Harold Jones was sent to complete Royal Navy training in 1945 and never picked up his Cardiff University award.
Now a grandfather of eight, he returned on Monday to graduate formally with students more than 60 years his junior.
"It's exciting even after all these years to finally get my degree," said Brecon-born Mr Jones.
"It's a big thrill - I'm probably the oldest by 40 or 50 years but that is relatively unimportant. It's just nice to be here back in Cardiff."
Despite missing graduation Mr Jones, who now lives in Madrid, went on to a successful engineering career, working in his native Wales - in Pembroke - as well as the Middle East, London, the Netherlands and South Africa.
He started his studies in the city in 1942 when he was a student at Howard Gardens Sixth Form, and his mother then enrolled him on a mechanical engineering course.
"We never really discussed it," he said.
"Some people did it to avoid getting called up, so that might have been my mother's motivation.
"People on the course had an added incentive to make sure they passed their exams, because if you didn't you were handed a rifle and told, 'Right, go and get some Germans'.
"There were originally 15 people on the course to begin with but only five finished their studies.
"But I never felt any pressure. There's probably more pressure on students nowadays, because you are not guaranteed a job when you come out of university."
Home Guard duties
While at university Mr Jones completed weekly fire-watching and Home Guard duties, which saw him staffing a radar plotting station to track incoming German bombers.
"We had the fire watch at night occasionally. I was also in the Home Guard manning a radar station plotting German bombers coming over," he told BBC Wales.
"If they went over the south coast and stayed around Southampton we were happy, but if they starting coming our way we had to get the rocket launchers ready.
"In 1950 I did get a letter from the university signed by the registrar saying I had passed the exams, otherwise I would be unsure whether I had passed or not. But no-one's ever questioned it."

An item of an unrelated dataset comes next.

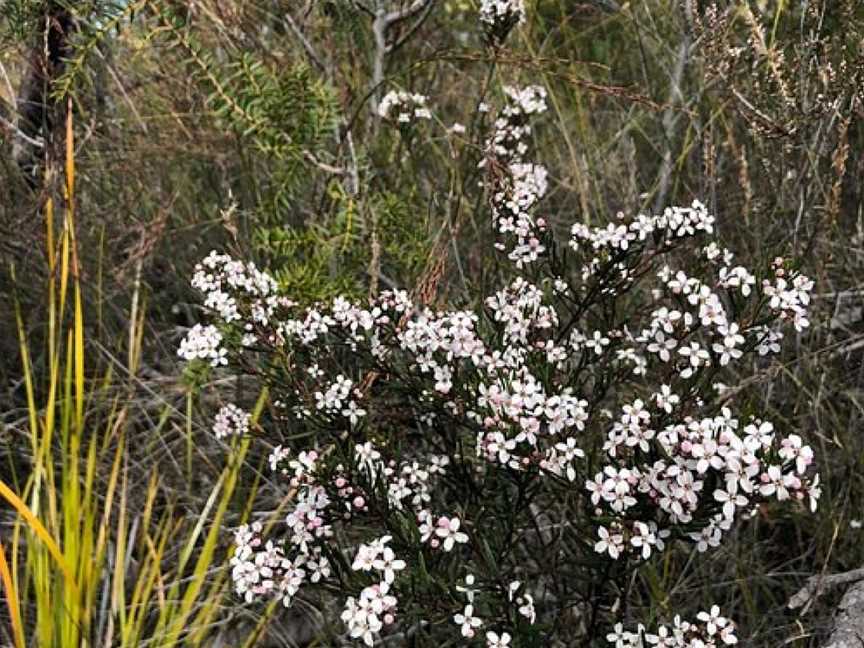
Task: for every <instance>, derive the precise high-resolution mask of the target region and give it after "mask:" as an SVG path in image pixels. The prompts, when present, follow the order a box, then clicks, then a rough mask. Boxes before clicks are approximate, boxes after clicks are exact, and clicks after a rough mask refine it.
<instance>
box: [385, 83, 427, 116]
mask: <svg viewBox="0 0 864 648" xmlns="http://www.w3.org/2000/svg"><path fill="white" fill-rule="evenodd" d="M427 101H428V99H427V98H426V97H425V96H423V95H421V94H416V93H410V92H404V91H402V90H391V91H390V92H388V93H387V94H386V95H384V97H383V98H382V99H381V103H379V104H378V114H379V115H380V116H381V117H382V118H384V119H390V120H392V121H394V122H396V123H397V124H410V123H411V122H413V121H415V120H417V119H432V113H431V112H430V111H429V109H428V108H427V107H426V102H427Z"/></svg>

Mr Jones also helped the war effort by making nuts and bolts for aircraft at a factory in Treforest, near Pontypridd.
Mr Jones described being in Cardiff during the war - which saw more than 500 people killed during air raids by the Luftwaffe - as pretty surreal.
"On one occasion a landmine cord was found in our garden," he said.
"Though despite the bombs and the chaos everybody took it in their stride. You just got on with things - you just had to."
In 1944, with a year of his studies remaining, Mr Jones travelled to London with three friends and was accepted to join the Royal Navy's Fleet Air Arm as a midshipman.
He reported for training in 1945 just as hostilities were coming to an end in the war.